Which now brings us to where we are today. The US
Federal Reserve and almost all the central banks
of Western Europe are now themselves effectively
bankrupt. Strictly speaking, they and their
governments are illiquid rather than classically
bankrupt. In principle, they've no need to be
bankrupt because the countries in which they
reside are still wealthy with more than enough
assets and human skills to keep their economies
going. The problem is that those who have money
-- rich investors and, more importantly, pensions
and investment funds -- are becoming increasingly
reluctant to lend it. Government bonds are not as
secure as they used to be. The reason for this is
that the methods that governments use --
tinkering with interest rates or printing
banknotes -- are no longer having any effect at all on their economies.
Where, oh where, are the rich London merchants of
yesteryear? Superficially they appear to be
their modern equivalents -- the high-street banks
and the investment banks.

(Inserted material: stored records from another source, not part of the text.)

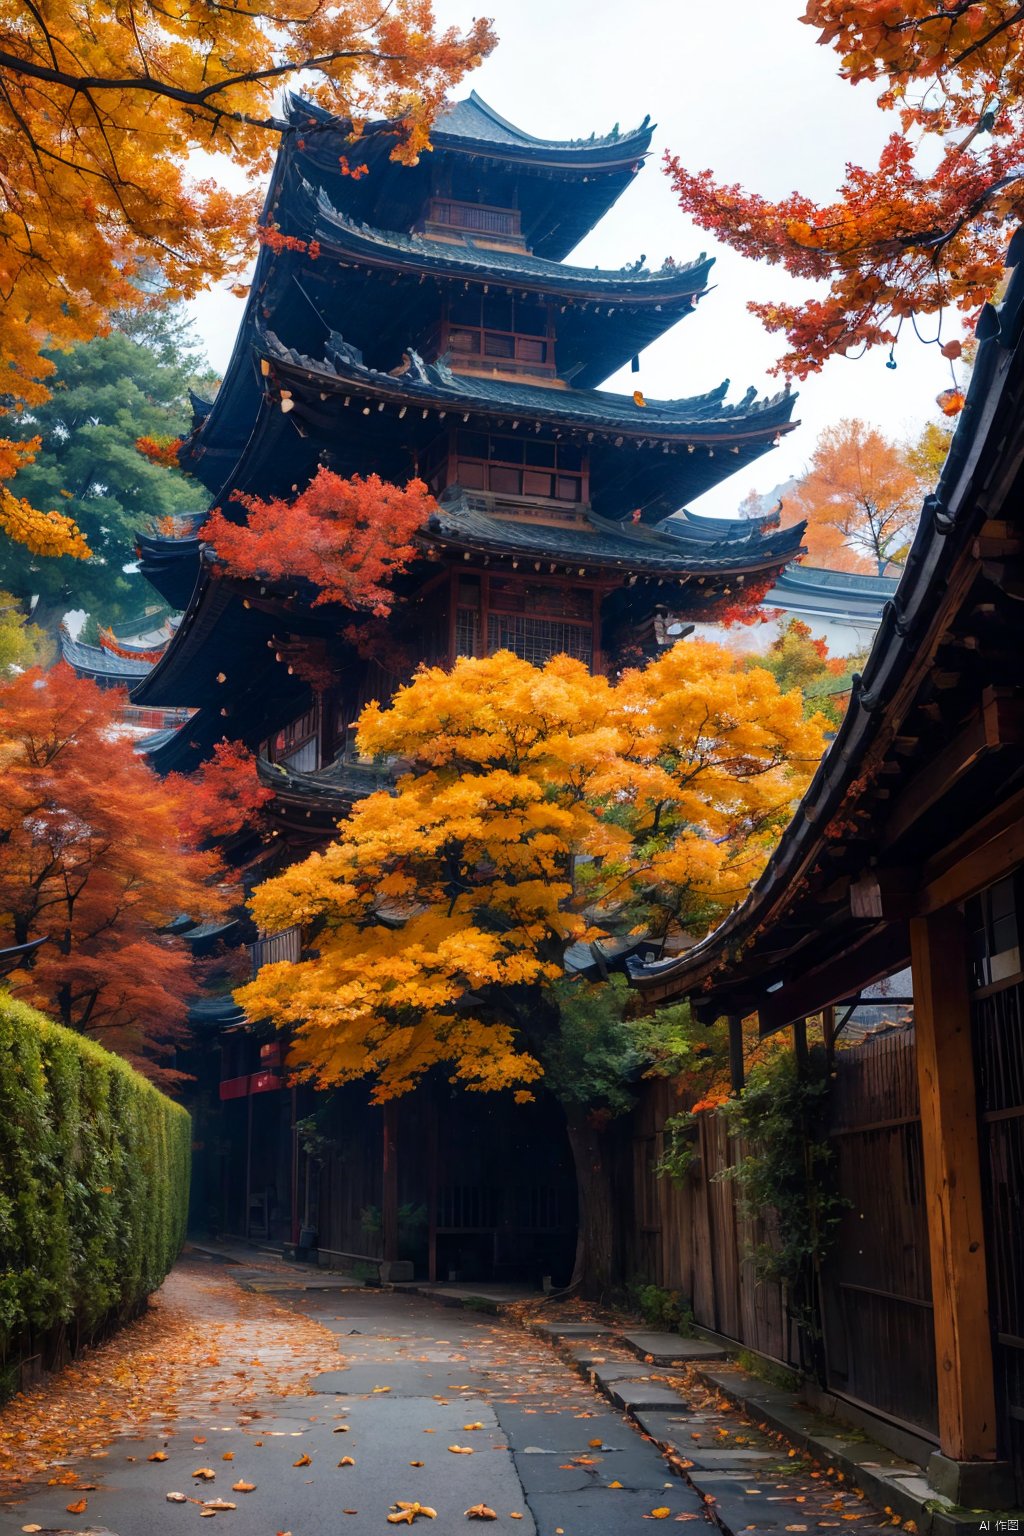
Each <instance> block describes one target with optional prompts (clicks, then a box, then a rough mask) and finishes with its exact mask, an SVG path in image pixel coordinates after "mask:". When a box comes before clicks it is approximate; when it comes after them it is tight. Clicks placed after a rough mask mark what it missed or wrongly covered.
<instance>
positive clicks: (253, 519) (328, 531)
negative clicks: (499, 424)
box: [201, 467, 436, 617]
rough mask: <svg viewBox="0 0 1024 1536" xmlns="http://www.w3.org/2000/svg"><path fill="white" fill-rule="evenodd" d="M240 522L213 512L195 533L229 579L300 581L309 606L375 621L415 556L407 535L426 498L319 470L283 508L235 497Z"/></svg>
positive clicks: (374, 475)
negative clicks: (347, 612)
mask: <svg viewBox="0 0 1024 1536" xmlns="http://www.w3.org/2000/svg"><path fill="white" fill-rule="evenodd" d="M236 499H238V501H239V502H241V504H243V507H244V508H246V511H247V513H249V518H247V522H244V524H238V522H230V521H229V519H227V518H226V516H224V513H223V511H221V510H220V508H215V510H213V511H212V513H210V518H209V519H207V522H206V524H204V527H203V528H201V538H204V539H206V541H207V544H210V545H212V548H213V553H215V554H216V556H218V559H220V561H221V562H223V565H224V570H226V571H227V573H229V574H230V576H244V578H258V579H259V581H278V582H279V581H307V582H310V585H312V587H315V588H316V598H315V599H313V607H316V605H318V604H327V602H336V604H341V605H342V607H344V608H358V610H368V611H370V613H373V614H378V616H381V617H384V616H387V614H388V613H390V611H391V605H393V602H395V593H393V591H391V587H390V584H391V581H393V579H395V578H396V576H399V574H401V573H402V571H404V570H405V568H407V565H408V564H410V561H411V559H413V558H415V556H416V553H418V550H416V542H415V536H416V533H418V530H421V528H422V527H424V525H425V522H427V519H428V516H430V513H431V511H433V510H434V505H436V502H434V499H433V496H431V495H430V493H428V490H427V487H425V485H424V482H422V481H419V479H413V481H410V482H408V485H405V488H399V487H398V485H390V484H388V482H387V481H382V479H381V476H379V475H368V476H367V478H365V479H364V478H362V476H359V475H355V476H353V478H352V479H342V478H341V476H339V475H335V473H333V472H332V470H327V468H322V467H321V468H319V470H318V472H316V475H315V476H313V479H312V481H310V482H309V485H307V487H306V490H304V492H301V493H299V495H298V496H295V498H292V499H290V501H286V499H284V498H273V499H270V501H263V499H261V498H259V496H238V498H236Z"/></svg>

But most of those are
bankrupt or illiquid also. The reserves they have
are either property collateral which they can't
sell at the price it used to be or government
bonds which are now becoming increasingly
difficult to sell with every passing day. Of the
two principal government bonds in the world, the
Eurobonds are fast becoming impossible to buy or
sell, and the credibility of US Bonds now depend
on what the US Congressional 'Super-committee'
can conjure up in the next two weeks by way of
rescuing the dollar from oblivion. The signs are
-- heavily -- that it will fail and only come up with trivialities.

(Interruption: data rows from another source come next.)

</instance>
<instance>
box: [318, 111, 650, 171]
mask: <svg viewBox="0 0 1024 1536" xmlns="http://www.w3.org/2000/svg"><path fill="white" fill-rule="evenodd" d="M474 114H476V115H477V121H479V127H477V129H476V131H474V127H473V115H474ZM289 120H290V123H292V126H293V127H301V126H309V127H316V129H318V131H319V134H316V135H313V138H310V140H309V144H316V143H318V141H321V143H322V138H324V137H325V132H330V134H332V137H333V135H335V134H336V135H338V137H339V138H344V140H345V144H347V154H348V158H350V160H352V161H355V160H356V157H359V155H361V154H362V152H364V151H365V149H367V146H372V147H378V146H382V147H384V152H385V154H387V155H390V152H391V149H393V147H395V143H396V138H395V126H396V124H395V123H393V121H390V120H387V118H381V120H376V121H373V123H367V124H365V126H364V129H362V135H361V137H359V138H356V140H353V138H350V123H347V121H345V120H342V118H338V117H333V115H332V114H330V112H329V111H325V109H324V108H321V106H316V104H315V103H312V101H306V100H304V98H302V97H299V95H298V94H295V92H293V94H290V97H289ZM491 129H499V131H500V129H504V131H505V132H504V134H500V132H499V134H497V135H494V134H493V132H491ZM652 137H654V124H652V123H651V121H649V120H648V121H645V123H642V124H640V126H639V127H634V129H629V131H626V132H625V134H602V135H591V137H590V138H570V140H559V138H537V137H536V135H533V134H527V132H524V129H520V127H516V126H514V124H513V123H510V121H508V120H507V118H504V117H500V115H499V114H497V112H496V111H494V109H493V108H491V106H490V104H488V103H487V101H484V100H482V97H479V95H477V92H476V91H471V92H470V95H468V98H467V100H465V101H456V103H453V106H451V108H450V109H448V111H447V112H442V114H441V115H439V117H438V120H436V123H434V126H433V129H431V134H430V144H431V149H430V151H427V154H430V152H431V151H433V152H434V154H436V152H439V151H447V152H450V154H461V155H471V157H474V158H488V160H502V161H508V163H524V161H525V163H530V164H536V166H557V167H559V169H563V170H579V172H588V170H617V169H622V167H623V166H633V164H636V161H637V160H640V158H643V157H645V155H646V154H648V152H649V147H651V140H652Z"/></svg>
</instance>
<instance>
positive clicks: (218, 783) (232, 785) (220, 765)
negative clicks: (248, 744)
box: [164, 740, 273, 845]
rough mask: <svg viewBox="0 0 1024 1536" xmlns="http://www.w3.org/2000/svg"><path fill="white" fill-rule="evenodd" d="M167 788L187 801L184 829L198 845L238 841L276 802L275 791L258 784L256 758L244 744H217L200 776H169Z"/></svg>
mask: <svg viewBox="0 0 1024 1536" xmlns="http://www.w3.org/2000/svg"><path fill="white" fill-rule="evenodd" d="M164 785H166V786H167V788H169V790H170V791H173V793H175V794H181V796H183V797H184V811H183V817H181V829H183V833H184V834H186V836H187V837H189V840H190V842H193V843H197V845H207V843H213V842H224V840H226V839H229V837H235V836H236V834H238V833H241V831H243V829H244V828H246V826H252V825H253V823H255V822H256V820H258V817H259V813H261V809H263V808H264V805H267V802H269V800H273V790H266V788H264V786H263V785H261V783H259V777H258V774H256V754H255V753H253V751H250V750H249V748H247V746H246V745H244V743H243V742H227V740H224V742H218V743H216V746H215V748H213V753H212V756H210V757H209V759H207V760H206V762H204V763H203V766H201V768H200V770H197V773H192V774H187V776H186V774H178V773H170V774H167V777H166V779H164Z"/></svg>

But we still have thousands of rich entities in
the world. Not only are they rich, with swollen
bank accounts at the present time, but they also
know, unlike governments and central banks,
exactly how to create wealth in detail -- just as
the London merchants used to (they had to know
the details of industry as well as finance). I
write, of course, of transnational corporations
and hundreds of thousands of smaller businesses
which depend on them. When the equivalent of the
1694 French troops are massed in sufficiently
high numbers on the other side of the Bankruptcy
Channel, then I think we can be reasonably sure
that the transnationals (of the West and of
China) will come forward with their plan. Of
course, they will want their quid pro quos also.
They'll need to establish their own new brand of
world currency and effectively monopolize, at
least for a while, its supply in order to keep
the world economic system going. Suitably
re-sized governments and politicians who've
learned some basic economics can emerge later.